Auckland has grown up and out in the past seven years.
The Census reveals unexpectedly dramatic growth in both the central city and around the urban fringe.
The standout surprise in the Auckland figures is an increase of 14,200 people (22.6 per cent) in the Waitemata local board area, which includes the central business district west to Herne Bay and east to Parnell.
Statistics NZ's last estimates, for the six years to June last year, forecast an increase of only 7.5 per cent in that area, indicating that the Census has picked up new apartments in both new buildings and former office buildings.
But the growth rate was even bigger, at 25.2 per cent in the Upper Harbour area, which extends from Albany to Greenhithe and Hobsonville on the city's northern fringe where the last official estimate pointed to growth of only 17.3 per cent.
Growth also exceeded forecasts in Hibiscus and Bays (9.7 per cent) in the north and in Franklin (11.5 per cent) in the south.
High growth was in line with projections in the other fringe areas of Rodney (11.2 per cent), Howick (12 per cent) and Papakura (9.8 per cent).
Even Great Barrier Island grew by 45 people (5 per cent), defying Statistics NZ's forecast of a decline.

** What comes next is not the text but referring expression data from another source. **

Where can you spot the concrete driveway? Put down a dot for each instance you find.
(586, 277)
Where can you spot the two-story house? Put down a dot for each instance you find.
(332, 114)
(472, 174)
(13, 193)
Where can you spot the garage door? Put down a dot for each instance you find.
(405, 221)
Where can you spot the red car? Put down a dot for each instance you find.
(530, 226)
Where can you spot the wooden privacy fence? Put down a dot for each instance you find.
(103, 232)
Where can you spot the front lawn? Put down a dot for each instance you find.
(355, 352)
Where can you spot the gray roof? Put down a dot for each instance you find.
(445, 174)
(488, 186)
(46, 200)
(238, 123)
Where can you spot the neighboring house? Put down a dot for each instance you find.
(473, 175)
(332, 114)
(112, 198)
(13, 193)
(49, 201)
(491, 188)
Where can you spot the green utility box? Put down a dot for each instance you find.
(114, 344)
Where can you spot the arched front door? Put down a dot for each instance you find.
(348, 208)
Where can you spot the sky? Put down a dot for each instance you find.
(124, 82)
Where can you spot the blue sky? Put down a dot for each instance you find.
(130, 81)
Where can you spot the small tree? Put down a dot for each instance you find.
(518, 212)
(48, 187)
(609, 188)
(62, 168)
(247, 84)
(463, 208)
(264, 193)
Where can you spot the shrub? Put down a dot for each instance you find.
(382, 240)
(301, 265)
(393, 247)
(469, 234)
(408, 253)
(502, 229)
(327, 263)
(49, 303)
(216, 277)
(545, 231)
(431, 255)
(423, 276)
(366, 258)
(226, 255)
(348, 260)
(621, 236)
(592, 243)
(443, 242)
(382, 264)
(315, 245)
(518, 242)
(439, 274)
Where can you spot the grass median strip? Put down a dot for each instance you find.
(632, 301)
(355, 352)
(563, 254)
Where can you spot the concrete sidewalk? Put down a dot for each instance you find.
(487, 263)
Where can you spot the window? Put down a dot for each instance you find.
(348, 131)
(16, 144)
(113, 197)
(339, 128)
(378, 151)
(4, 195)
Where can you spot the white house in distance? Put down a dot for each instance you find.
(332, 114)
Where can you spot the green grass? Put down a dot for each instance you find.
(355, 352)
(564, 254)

But the population grew more slowly than expected in all the remaining 14 local board areas which are entirely within the new Auckland Plan's rural-urban boundary.
Overall, just over half (55.9 per cent) of the region's total population growth of 110,600 was in the local board areas - including Waitemata - entirely within the rural-urban boundary.
The other 44.1 per cent was in the outer board areas that straddle the boundary.
Auckland Council chief planning officer Dr Roger Blakeley said it was too early to revise the council's planning.
"There is a cyclical pattern occurring here. If you just take part of the cycle, you will not draw reliable conclusions," he said.